People who live in cities are used to the company of furry vermin. But a new study reveals that mice and men may be sharing much more than just living quarters.
In a study published in the journal mBio, researchers led by Dr. Ian Lipkin, professor of epidemiology at the Mailman School of Public Health at Columbia University, studied the gut microbes of 416 mice collected from mostly residential buildings all over New York City. Lipkin and his team did a thorough genetic analysis of the microbes they extracted from the feces of the mice, and found that they contained a number of disease-causing bacteria.
Nearly 40% of the mice carried at least one potentially disease-causing bacterium, including C. difficile, Salmonella, E. coli, Shigella, Klebsiella pneumonia, Clostridium perfringens and Leptospira. (One mouse carried five of the bacteria.) The disease-carrying mice lived in higher income and lower income neighborhoods in similar concentrations.
These diseases may spread from mice to humans. Working with scientists from the Centers for Disease Control and Prevention (CDC), Lipkin and his colleagues learned that the particular types of bacteria they isolated matched those that have been linked to recent outbreaks of disease among people. Depending on the bug involved, and how healthy the person is who gets infected, these bacteria can cause severe health problems including fever, nausea and vomiting.
“It tells us that there is the potential, at least, for these mice to be carriers of bacteria responsible for outbreaks of human disease,” says Lipkin. “That’s a big deal. This isn’t Stuart Little.”
Even more concerning, he says, is that the mice also carried genes that made them resistant to commonly used antibiotics.
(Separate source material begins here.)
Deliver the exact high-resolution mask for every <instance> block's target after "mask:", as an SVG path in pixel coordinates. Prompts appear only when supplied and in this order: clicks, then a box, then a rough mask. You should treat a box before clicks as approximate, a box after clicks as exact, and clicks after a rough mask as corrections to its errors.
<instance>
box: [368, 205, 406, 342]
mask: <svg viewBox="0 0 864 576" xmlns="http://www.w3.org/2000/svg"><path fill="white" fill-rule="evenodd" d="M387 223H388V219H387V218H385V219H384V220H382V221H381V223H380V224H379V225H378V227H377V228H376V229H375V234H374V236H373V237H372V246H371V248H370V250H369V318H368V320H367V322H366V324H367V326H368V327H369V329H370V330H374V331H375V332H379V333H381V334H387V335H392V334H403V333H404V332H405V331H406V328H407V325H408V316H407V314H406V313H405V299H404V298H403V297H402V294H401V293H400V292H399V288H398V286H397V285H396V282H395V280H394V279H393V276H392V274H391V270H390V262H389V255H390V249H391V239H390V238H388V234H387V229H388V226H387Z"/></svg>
Six of these so-called antibiotic “Teflon” mice contained at least three genes that made the anti-bacterial drugs ineffective.
It’s not clear exactly how the mice are picking up the disease-causing bacteria , or the antibiotic resistant ones. But they probably pick up both types of bugs by rooting around in the garbage people throw out, as well as traveling through the water supply, Lipkin says. “We throw away an enormous amount of antibiotics,” he says. “It goes into the water and winds up in the environment and contaminating our food garbage. Mice consume that garbage and carry it around.”
The critters Lipkin’s group studied did not seem be affected by their infections, so it’s possible that at least some mice may be able to tolerate the bugs and act as carriers for the bacteria, spreading them from building to building as they travel throughout a city like New York.
In a separate study also published in mBio, Lipkin found that some mice harbored on average 36 viruses, including six which are not known to infect people. These viruses, however, were linked to ones that infect other animals, including dogs and pigs, which indicates that the viruses can spread from species to species.
Together, the findings show that mice may be an untapped reservoir of potentially dangerous infections, and suggest that mouse populations should be studied when outbreaks of such infections occur — just as mosquitoes are investigated when cases of West Nile or Zika start to surge. “There is much less attention paid to things we come into contact with in the developed world like ticks and rodents,” says Lipkin. “And these results show they should be examined as possible sources of outbreaks.”